“Is what you have just heard a part of my catechism? Has my daughter been excused from repeating it because she is a young lady? Where is the difference between the religious education which is given to my own child, and that given to you?”
The wretched girls still sat silent and obstinate, with their heads down. I tremble again as I write of what happened next. Papa fixed his eyes on me. He said, out loud: “Eunice!”—and waited for me to rise and answer, as my sister had done.
It was entirely beyond my power to get on my feet.
Philip had (innocently, I am sure) discouraged me; I saw displeasure, I saw contempt in his face. There was a dead silence in the room. Everybody looked at me. My heart beat furiously, my hands turned cold, the questions and answers in Christian Obligation all left my memory together. I looked imploringly at papa.
For the first time in his life, he was hard on me. His eyes were as angry as ever; they showed me no mercy. Oh, what had come to me? what evil spirit possessed me? I felt resentment; horrid, undutiful resentment, at being treated in this cruel way. My fists clinched themselves in my lap, my face felt as hot as fire. Instead of asking my father to excuse me, I said: “I can’t do it.” He was astounded, as well he might be. I went on from bad to worse. I said: “I won’t do it.”
He stooped over me; he whispered: “I am going to ask you something; I insist on your answering, Yes or No.” He raised his voice, and drew himself back so that they could all see me.
“Have you been taught like your sister?” he asked. “Has the catechism that has been her religious lesson, for all her life, been your religious lesson, for all your life, too?”
I said: “Yes”—and I was in such a rage that I said it out loud. If Philip had handed me his cane, and had advised me to give the young hussies who were answerable for this dreadful state of things a good beating, I believe I should have done it. Papa turned his back on me and offered the girls a last chance: “Do you feel sorry for what you have done? Do you ask to be forgiven?”

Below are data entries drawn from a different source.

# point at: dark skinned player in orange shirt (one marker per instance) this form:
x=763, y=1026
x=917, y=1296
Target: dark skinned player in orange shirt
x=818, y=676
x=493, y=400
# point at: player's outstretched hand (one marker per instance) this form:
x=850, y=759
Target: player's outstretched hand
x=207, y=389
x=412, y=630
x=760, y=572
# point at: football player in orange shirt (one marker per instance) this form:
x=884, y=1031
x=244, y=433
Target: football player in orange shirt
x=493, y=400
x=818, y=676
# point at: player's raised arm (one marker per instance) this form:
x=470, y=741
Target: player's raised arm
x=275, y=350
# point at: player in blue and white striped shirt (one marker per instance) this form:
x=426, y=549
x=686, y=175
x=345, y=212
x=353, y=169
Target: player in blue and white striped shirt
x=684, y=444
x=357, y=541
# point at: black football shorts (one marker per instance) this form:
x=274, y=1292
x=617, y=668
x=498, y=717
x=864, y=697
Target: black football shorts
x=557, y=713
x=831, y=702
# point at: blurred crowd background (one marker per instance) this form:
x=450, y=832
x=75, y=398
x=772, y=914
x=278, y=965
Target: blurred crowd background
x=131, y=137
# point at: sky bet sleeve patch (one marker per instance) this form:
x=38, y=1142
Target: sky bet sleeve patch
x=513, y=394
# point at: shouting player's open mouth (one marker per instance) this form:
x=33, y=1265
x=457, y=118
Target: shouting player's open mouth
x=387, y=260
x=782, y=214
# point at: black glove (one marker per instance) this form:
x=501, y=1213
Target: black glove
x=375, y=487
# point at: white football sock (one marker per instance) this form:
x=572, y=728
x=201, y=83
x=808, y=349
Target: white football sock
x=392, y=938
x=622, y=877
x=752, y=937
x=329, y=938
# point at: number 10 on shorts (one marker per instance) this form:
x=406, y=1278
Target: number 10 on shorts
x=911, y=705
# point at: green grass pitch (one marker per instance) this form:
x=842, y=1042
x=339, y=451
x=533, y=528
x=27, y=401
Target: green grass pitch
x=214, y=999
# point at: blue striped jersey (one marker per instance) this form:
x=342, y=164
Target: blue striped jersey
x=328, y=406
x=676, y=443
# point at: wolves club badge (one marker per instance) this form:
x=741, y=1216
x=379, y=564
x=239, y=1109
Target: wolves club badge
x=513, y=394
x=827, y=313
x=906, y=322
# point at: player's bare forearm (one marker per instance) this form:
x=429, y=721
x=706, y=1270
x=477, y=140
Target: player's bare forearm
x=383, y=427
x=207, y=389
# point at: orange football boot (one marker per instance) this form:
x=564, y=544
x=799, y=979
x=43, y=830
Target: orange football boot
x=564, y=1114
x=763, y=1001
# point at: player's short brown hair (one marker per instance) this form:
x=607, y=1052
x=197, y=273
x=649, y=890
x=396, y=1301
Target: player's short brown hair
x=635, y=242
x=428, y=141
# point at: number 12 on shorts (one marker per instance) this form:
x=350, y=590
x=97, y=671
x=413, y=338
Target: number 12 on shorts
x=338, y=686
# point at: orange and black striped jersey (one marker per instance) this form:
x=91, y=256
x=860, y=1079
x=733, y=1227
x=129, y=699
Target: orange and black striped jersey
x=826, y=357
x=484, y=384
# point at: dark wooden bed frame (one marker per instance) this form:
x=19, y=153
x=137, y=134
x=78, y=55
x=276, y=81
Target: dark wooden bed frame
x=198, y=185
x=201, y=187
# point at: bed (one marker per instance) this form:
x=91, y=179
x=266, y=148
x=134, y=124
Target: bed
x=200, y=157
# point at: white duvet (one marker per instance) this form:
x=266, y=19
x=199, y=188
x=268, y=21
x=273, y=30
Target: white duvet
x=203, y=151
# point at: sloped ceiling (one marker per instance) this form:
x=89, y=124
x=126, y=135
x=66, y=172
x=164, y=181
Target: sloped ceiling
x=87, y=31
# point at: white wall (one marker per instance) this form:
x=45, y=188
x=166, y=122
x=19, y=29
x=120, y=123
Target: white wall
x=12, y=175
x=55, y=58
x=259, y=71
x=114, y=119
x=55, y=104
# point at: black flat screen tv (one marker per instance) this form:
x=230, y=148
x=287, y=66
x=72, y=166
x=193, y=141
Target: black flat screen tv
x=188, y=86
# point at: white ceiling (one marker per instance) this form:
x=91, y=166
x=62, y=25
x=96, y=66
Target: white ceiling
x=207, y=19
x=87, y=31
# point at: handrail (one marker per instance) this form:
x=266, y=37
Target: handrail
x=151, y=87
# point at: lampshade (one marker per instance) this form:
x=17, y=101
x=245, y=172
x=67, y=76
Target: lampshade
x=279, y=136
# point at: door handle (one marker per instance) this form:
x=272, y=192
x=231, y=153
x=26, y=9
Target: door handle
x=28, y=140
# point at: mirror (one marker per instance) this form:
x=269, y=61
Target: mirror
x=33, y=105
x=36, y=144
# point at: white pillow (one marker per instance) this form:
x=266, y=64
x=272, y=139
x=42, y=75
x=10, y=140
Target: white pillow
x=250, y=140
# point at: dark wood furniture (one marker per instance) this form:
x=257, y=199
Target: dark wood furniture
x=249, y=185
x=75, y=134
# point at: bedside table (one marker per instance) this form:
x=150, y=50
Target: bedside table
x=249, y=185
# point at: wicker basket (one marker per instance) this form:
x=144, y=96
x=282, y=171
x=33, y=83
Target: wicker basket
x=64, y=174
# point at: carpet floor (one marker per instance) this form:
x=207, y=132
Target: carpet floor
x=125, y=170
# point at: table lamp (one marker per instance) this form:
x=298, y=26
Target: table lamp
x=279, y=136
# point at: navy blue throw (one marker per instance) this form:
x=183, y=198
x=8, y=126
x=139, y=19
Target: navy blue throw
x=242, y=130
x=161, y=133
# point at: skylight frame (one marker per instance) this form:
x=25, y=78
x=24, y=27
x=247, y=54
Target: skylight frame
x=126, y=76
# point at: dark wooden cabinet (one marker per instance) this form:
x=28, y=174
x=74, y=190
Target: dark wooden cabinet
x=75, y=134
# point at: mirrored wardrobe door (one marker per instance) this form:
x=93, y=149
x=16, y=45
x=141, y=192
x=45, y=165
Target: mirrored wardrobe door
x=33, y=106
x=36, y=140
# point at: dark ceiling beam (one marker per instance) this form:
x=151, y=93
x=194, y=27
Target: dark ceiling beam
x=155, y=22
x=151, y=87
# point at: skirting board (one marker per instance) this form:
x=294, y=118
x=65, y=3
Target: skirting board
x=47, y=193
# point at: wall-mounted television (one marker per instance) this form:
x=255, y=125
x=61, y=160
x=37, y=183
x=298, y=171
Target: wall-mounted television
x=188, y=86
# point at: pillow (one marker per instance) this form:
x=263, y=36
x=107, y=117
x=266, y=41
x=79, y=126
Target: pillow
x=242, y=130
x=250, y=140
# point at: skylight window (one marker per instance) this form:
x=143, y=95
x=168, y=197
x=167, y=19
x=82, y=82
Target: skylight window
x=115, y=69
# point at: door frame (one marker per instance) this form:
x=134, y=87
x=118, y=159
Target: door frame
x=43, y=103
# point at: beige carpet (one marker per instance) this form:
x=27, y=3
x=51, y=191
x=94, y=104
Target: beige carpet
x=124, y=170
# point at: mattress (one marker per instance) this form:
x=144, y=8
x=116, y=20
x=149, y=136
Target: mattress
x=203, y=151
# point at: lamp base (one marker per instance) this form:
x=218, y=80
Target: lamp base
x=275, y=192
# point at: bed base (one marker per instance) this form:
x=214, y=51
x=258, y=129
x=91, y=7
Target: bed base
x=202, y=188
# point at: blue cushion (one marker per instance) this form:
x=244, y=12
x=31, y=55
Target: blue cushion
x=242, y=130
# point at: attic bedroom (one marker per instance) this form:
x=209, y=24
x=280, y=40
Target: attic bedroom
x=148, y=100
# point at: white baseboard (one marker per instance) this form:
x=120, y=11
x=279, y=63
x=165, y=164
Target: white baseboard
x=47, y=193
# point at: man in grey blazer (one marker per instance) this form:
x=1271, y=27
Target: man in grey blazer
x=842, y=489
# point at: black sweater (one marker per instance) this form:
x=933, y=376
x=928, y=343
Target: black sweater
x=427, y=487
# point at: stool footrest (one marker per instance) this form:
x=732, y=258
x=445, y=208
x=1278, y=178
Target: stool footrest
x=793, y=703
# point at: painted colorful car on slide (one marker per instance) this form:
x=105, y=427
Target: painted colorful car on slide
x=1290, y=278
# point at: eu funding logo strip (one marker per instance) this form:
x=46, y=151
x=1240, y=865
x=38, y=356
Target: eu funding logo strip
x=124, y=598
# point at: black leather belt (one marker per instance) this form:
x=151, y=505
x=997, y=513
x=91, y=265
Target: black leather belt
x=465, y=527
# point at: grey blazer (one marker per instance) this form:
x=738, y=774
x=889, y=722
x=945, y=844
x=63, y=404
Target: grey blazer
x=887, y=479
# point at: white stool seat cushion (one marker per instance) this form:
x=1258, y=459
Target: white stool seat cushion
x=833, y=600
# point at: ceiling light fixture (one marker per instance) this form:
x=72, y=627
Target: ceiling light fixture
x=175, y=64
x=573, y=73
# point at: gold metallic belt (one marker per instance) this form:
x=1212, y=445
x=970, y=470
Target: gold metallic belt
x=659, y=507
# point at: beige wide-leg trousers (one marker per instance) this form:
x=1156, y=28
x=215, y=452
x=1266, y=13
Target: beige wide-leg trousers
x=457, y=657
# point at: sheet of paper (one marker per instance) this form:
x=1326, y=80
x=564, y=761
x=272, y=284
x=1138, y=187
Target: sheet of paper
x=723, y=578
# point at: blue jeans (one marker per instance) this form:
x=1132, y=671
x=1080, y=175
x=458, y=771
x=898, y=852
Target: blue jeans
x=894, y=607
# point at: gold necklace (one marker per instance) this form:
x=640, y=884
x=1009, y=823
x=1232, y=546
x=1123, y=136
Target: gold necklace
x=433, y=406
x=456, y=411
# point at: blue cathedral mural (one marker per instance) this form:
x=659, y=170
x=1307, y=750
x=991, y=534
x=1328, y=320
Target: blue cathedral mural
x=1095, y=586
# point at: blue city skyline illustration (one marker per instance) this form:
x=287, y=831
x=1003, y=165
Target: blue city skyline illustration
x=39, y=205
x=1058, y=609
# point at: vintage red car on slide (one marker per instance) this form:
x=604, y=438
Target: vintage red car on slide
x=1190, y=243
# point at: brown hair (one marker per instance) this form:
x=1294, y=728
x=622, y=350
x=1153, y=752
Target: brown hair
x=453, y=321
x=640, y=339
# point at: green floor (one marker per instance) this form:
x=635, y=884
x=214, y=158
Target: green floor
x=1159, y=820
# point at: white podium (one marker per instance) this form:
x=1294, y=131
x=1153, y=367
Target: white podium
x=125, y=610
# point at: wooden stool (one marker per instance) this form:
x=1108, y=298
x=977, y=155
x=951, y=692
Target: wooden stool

Neither the one nor the other answered him. He called across the room to the teachers: “Those two pupils are expelled the school.”
Both the women looked horrified. The elder of the two approached him, and tried to plead for a milder sentence. He answered in one stern word: “Silence!”—and left the schoolroom, without even a passing bow to Philip. And this, after he had cordially shaken hands with my poor dear, not half an hour before.